【上海】中国では貿易戦争や景気減速、信用収縮などで民間起業家に対する圧力が高まる中、政府系機関などが記録的なペースで民間企業の株式を取得している。
民間企業への出資加速は、ここ数十年続いた傾向、すなわち労働力に占める割合や資産保有比率に反映されるように、国有企業がその役割を低下させてきた流れに逆行するものだ。公的部門の企業は通常、民間の競合企業よりも効率性や革新性が劣るため、このような出資攻勢は経済成長の新たな阻害要因となる可能性がある。
民間企業はそもそも立場が弱く、手数料の安い銀行ローンやその他の資金調達手段へのアクセスが限られている。また、中国政府の公害対策や過剰生産を解消する政策にも圧迫されている。

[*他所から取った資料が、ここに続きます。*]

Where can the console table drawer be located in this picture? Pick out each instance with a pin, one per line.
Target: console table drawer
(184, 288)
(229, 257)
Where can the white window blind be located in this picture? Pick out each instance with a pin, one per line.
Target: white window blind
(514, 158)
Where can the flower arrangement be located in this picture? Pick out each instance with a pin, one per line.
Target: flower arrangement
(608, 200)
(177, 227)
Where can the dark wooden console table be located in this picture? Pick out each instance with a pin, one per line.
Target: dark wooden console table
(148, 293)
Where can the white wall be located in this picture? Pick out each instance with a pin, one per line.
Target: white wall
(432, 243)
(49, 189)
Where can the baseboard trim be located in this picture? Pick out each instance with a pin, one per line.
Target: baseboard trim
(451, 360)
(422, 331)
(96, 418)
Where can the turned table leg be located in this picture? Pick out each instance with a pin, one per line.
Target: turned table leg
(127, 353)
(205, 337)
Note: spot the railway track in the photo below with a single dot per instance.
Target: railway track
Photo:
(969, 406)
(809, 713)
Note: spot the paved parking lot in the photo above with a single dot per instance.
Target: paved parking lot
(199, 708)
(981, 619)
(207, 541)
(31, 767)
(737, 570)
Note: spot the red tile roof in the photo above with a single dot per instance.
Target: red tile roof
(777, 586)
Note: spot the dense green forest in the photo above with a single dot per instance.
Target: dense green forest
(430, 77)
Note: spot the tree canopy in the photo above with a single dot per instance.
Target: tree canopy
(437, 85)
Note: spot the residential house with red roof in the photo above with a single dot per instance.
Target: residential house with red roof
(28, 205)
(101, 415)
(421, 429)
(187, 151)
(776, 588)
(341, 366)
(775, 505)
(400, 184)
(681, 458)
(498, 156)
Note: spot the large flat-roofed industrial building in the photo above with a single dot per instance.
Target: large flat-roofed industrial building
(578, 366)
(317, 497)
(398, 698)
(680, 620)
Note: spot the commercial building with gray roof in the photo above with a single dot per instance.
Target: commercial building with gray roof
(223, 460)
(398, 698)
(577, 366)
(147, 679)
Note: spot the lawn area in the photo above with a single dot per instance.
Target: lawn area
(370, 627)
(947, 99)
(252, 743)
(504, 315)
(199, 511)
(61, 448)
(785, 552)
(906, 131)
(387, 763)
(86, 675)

ただ、習近平国家主席は歴代トップに比べ、権力の集中化を意欲的に進めており、株式取得は民間セクターを弱体化させる意図的戦略というより、安定性維持への強い意志に後押しされたものと思われる。習氏は昨年10月、ビジネス関係者を安心させるこんな発言をした。「民間経済を否定したり弱めたりする言動は誤りだ」
フィッチ・レーティングスによると、今年1月~6月に政府系機関が株式を取得した民間上場企業は47社ある。これに対し、2018年は通年で52社だった。
取得したのは国有企業や地方政府傘下の投資会社などで、出資比率は1%未満から100%まで幅広い。